Faris felt Jack move away from him in the darkness and could hear the sound of his hooves clumping around on the floor of the cave as though he was stamping his feet.
“Dum-de-dum,” Jack sang to himself under his breath. “De-dum-dum-de-dum. Come on – where are you?” He muttered.
“What are you doing?” Faris asked impatiently.
“Ah ha! Here we go…” Jack said, ignoring Faris. There was the sound of a loud decisive stamp and the cave was suddenly filled with light. Faris saw that Jack had stamped on another stone with a hoof shape carved into it. Faris thought it must be some kind of strange horse light switch or something.
“The best of Core magic,” Jack said with a knowing wink, “finest power source on the planet…or under it for that matter.”
“The best of what…? Magic?” Faris stammered.
But Jack wasn’t listening. He was disappearing off towards the back of the cave, which Faris could now see was a long passage that led deeper and downwards. He hurried along behind Jack as he clip-clopped away.
“Of course it’s magic my little chum. How else do you think you can talk to me?” Jack said when Faris caught up to him.
“I suppose but…I didn’t really mean that…I meant it’s more…everything that’s odd.” Faris said.
“Odd? How so?” Jack replied.
“You know – one minute I’m sitting in the Foundation looking out of the window and the next birds are giving me plans to escape with a talking horse. Not exactly your usual day in South Appledale is it?”
“Ah, yes. It is odd when you put it like that, except technically I’m not a talking horse, I can’t talk to everyone. No, no indeed…” Jack shook his head as he walked. “It’s quite the opposite in fact Faris: I’m not a talking horse, you’re a person who talks to horses. You’re a Hoofer!” Jack said.

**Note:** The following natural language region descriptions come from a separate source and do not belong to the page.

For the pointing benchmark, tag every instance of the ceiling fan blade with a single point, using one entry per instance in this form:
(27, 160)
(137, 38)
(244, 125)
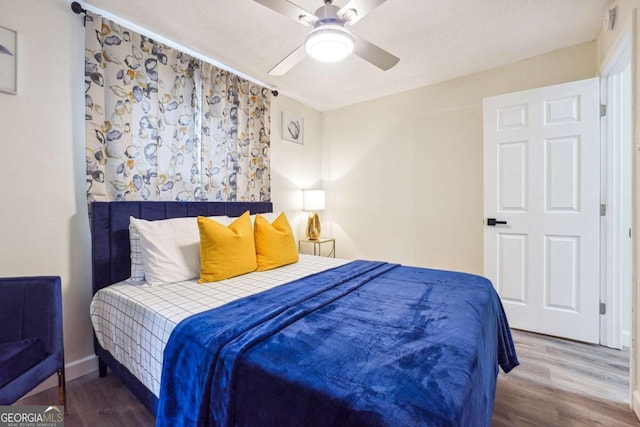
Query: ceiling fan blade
(290, 10)
(289, 62)
(355, 10)
(374, 54)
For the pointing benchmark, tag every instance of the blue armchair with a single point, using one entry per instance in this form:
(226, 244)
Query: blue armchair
(31, 348)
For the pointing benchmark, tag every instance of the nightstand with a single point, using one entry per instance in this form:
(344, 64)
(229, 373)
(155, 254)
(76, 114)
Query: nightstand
(317, 246)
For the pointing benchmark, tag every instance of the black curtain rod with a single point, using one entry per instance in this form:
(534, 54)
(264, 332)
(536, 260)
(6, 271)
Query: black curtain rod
(78, 9)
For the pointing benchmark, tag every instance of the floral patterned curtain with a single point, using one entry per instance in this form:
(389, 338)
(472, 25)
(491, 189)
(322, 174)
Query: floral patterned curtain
(162, 125)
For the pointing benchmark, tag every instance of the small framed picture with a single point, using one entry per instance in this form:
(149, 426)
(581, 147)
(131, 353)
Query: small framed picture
(292, 128)
(8, 61)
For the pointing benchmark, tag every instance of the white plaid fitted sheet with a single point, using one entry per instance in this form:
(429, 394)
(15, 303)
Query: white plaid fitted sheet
(134, 322)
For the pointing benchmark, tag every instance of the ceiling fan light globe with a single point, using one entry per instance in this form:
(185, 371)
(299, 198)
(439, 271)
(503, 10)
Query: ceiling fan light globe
(329, 43)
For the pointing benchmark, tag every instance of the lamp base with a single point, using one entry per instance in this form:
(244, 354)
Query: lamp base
(313, 226)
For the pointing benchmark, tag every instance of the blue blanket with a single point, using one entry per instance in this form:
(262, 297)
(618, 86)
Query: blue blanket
(366, 343)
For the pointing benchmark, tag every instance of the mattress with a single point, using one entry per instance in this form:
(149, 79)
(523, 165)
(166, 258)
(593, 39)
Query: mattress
(134, 322)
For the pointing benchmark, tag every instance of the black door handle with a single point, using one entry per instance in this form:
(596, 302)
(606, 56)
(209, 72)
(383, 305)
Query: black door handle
(492, 222)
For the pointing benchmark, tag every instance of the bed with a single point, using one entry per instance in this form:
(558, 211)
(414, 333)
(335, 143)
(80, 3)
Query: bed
(320, 342)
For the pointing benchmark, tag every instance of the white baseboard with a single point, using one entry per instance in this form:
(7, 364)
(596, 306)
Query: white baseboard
(635, 402)
(72, 370)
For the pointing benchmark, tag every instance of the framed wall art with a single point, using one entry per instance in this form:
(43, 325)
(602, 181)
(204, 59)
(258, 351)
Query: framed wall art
(8, 60)
(292, 128)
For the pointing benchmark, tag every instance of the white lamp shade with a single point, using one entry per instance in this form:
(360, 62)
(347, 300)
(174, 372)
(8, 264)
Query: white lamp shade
(329, 43)
(313, 200)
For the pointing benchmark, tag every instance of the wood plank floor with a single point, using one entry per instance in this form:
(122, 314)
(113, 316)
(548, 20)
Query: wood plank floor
(558, 383)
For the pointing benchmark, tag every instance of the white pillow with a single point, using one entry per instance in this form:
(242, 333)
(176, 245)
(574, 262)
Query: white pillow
(165, 251)
(137, 264)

“I’m a what?” Faris’s voice was doubtful.
“A Hoofer.” Jack replied simply. “It’s what people in our world call people like you – people who can talk to horses.”
“A Hoofer…” Faris echoed dreamily and then he realised that he had stopped walking and trotted to catch up with Jack again.
“Anyway, the Hoofer thing aside, this shouldn’t feel that strange to you. Deep down, deep down in your heart you knew that something was going to happen. You knew that you were different didn’t you?”
“Maybe a little,” Faris agreed. “But when I was waiting for something I didn’t expect this.”
“That’s the point though, don’t you see?” Jack said.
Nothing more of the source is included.